DvT: Ja, das ist super schade, sie hatten durchaus Talent.
Was waren die Gründe? Euer Salon hat ein cooles Image, ihr macht tolles Handwerk, habt experimentierfreudiges Publikum. Man meint, wenn es euch nicht gelingt, wem dann?
DvT: Vor allem die viele Interaktion mit Menschen. Ich beobachte seit Jahren, dass die Jungen mental nicht fit genug sind. Sie lernen in der Berufsschule zwar, wie man mit Kunden und Feedback umgeht, aber nicht, wie man mit 16 Jahren reagieren sollte, wenn Kunden ihr ganzes Privatleben raushauen. Da besteht Aufholbedarf in der Ausbildung. am besten, schon bevor sie im Salon anfangen.
Ihr wollt überhaupt keine Lehrlinge mehr aufnehmen?
DvT: Erst einmal nicht, auch wenn wir immer wieder Bewerbungen bekommen - wir sind ausgefallener und stechen ein bisschen aus der Masse heraus, was junge Leute anspricht.

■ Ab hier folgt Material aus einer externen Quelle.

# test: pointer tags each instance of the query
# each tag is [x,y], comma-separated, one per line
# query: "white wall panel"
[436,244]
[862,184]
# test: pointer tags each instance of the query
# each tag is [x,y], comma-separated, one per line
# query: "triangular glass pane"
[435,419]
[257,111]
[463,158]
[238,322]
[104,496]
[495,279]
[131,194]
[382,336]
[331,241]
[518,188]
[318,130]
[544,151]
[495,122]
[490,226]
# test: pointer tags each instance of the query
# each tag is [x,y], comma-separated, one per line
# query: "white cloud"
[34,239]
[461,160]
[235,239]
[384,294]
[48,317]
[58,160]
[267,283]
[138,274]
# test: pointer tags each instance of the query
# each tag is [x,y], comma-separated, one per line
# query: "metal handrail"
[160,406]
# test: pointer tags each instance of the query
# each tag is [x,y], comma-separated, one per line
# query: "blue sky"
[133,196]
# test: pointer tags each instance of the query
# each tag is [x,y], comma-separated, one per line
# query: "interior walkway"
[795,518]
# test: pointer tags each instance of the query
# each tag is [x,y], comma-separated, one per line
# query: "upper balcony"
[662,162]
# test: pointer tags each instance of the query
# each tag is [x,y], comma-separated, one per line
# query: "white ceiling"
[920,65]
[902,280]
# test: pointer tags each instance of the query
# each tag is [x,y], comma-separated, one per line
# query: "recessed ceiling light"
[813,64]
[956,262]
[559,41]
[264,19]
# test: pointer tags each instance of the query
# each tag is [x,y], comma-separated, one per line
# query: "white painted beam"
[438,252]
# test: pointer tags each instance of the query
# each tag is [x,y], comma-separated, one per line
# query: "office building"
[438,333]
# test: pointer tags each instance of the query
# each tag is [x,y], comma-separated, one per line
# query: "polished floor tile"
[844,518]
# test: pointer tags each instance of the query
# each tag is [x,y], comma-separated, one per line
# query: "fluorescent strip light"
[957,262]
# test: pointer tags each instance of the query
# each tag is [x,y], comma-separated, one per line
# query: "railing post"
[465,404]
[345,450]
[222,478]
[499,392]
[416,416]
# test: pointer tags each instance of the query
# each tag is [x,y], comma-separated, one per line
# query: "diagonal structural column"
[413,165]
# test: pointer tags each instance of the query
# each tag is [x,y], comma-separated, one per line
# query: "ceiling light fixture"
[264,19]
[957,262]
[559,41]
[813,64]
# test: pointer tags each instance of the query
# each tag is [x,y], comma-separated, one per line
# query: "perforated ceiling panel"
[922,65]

Wir haben uns darauf konzentriert, ein stabiles Team aufzustellen, mit dem ich super happy bin. Zudem bin ich immer wieder unterwegs, kann Lehrlingen also nicht die Zeit geben, die ich möchte. Und wenn das nicht passt, sind die jungen Leute ohnehin weg.
Was vermisst du konkret in der Berufsschule?
DvT: Rhetorik, Psychologie, bessere Praxis und tiefer gehende Farbtheorie. Das erste Lehrjahr sollte näher an der Realität dran sein. Wenn da zu viele Themen sind, die nichts mit dem Alltag zu tun haben, springen die Jugendlichen ab. In einer Zeit von TikTok und Instagram-Reels und einer Aufmerksamkeitsspanne von 30 Sekunden, ist ein Lehrjahr mit Themen, die null interessieren, wie Folter.
"In einer Zeit von TikTok und Instagram-Reels (...) ist ein Lehrjahr mit Themen, die null interessieren, wie Folter."
Was wäre mit Modulen?
DvT: Ich glaube nicht, dass das Schulsystem darauf ausgerichtet ist. Das lässt sich auch nicht schnell ändern. Außer, man lockert bzw. de-reguliert den Beruf und lässt Privatschulen zu, an denen man modulweise Teile der Ausbildung absolvieren kann. Ich weiß, in Österreich und Deutschland ist das schwieriger, weil man an diesen Strukturen hängt und an dem „Papierchen“, das man am Ende bekommt.
Aber wenn ich den Meister mache und mich 20 Jahre lang nicht weiterbilde, macht mich das nicht zu einem guten Friseur. Da braucht es eine Mindset-Änderung. Ich verstehe, dass sie nicht wollen, dass jeder mit Chemie am Kopf arbeiten kann, aber wir sehen ja, dass sich ganz viele, trotz Schule, nicht auskennen.